Gemini G.E.L. at Joni Moisant Weyl has a new series of six softground etchings by Bruce Nauman, based on 1969 photographs of him, and a set of 13 black-and-white etchings by Richard Serra, called “Paths and Edges,” showing what look like sections of nested ovals, or perhaps a Richard Serra sculpture as viewed from above. A series by Ed Ruscha, called “Cityscapes,” shows a pattern of white rectangles, an allusion to words blacked out in declassified files. In each print, the “redacted” text is shown below — sentences like “Listen If You Ever Tell I’ll Hurt Your Mama Real Bad,” or “I Have Not Forgotten Your Testimony Put Me In Here.”
For those eager for a preview of Frank Gehry’s design for the Guggenheim Abu Dhabi, Gemini G.E.L. at Joni Moisant Weyl also has a set of eight prints by Mr. Gehry, one of which shows a preliminary sketch of the museum. Whether one could actually discern anything in its tangled lines is another matter. Other equally abstract drawings show initial concepts for a chair, and for a house Mr. Gehry plans to build for himself in Venice.

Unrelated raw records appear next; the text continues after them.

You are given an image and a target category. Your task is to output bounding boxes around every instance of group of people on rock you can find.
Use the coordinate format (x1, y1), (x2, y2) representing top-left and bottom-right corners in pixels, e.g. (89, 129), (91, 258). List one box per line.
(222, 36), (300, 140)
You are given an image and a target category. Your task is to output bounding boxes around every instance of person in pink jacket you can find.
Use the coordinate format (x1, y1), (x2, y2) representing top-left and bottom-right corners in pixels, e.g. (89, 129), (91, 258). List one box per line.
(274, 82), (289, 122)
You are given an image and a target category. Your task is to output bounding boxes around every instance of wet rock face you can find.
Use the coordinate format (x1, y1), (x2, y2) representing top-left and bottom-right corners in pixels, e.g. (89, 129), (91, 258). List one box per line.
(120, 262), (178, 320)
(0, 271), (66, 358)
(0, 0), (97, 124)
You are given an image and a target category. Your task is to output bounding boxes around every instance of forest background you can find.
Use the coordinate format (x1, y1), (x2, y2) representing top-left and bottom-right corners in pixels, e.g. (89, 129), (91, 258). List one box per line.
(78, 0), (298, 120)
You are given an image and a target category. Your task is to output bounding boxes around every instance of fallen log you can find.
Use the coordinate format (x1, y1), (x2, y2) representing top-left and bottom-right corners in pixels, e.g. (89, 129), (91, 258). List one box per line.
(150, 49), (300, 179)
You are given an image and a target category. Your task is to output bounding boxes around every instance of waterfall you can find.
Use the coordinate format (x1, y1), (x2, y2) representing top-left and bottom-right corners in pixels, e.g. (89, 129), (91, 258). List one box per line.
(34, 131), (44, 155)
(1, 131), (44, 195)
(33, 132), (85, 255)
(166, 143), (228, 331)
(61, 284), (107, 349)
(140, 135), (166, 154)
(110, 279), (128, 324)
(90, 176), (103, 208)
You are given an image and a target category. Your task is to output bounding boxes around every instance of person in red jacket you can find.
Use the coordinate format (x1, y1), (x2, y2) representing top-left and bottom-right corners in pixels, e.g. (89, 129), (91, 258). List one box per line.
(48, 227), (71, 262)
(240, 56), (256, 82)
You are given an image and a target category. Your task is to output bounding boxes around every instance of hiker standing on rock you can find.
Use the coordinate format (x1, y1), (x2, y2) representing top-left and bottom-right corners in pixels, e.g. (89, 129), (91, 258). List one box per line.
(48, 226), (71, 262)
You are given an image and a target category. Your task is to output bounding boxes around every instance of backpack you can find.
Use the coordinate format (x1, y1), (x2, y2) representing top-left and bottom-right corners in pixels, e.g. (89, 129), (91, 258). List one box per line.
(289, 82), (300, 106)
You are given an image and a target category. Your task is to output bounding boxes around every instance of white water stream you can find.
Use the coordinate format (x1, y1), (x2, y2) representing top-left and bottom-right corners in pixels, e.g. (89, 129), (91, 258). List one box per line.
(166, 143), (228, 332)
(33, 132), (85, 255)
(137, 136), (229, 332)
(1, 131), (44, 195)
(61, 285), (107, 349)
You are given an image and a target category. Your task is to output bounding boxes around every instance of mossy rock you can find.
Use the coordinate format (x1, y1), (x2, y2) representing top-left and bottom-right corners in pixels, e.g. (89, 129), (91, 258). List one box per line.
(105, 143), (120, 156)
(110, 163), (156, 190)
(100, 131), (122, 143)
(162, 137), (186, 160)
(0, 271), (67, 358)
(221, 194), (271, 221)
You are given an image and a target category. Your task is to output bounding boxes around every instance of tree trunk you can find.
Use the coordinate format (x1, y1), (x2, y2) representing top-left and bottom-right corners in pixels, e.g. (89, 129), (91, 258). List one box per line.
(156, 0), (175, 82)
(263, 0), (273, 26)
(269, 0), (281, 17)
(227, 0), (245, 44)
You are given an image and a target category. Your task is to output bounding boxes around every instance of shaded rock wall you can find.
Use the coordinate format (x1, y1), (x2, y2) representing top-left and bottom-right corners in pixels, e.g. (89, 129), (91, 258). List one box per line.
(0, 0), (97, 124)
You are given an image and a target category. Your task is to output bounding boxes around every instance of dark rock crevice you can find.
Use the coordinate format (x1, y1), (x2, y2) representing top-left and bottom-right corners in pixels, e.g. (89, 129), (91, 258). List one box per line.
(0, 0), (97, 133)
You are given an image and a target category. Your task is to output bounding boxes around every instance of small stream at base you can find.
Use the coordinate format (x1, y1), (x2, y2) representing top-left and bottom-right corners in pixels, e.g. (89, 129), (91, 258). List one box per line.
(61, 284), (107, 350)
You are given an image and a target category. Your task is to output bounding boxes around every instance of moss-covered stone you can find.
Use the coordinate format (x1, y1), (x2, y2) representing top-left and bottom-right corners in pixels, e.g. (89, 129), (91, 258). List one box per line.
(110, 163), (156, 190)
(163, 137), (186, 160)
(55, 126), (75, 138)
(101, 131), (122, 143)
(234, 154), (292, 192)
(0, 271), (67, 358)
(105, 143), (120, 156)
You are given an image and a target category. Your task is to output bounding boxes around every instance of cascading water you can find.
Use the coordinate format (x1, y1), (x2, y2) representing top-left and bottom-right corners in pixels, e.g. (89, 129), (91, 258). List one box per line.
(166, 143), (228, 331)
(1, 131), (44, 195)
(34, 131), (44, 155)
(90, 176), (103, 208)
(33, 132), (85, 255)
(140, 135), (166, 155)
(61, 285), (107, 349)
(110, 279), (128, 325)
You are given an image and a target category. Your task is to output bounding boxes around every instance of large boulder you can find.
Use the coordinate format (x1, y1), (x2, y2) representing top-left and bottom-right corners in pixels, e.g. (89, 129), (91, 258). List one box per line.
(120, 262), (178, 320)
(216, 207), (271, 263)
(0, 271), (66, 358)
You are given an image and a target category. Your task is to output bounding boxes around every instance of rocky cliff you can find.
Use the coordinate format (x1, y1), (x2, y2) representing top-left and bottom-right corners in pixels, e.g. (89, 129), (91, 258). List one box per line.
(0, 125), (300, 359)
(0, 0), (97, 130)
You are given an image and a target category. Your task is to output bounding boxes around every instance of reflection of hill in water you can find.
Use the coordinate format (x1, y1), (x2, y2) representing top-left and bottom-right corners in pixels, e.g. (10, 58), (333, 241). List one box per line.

“That’s how Frank starts a building — he draws very loosely,” Ms. Weyl said. “And he and the people who work with him know how to translate that into a three-dimensional form.”
Some of the most pleasingly decorative prints at the fair greet one right inside the entrance, at the booth of Mary Ryan Gallery. A new series of poppies by Donald Sultan jumps off the back wall, with brilliant colors and pop simplicity. Anyone looking for a way to spice up one wall of a modern apartment need go no further.
Ms. Ryan has two lithographs on handmade paper from the series called “Focus” by Lin Tianmiao, a Chinese artist known for her performance art and photography. This series, made from photographs of faces of people close to her, enlarged and out of focus, will go on exhibit at Mary Ryan Gallery in March. MoMA has already purchased several prints from the series for its collection.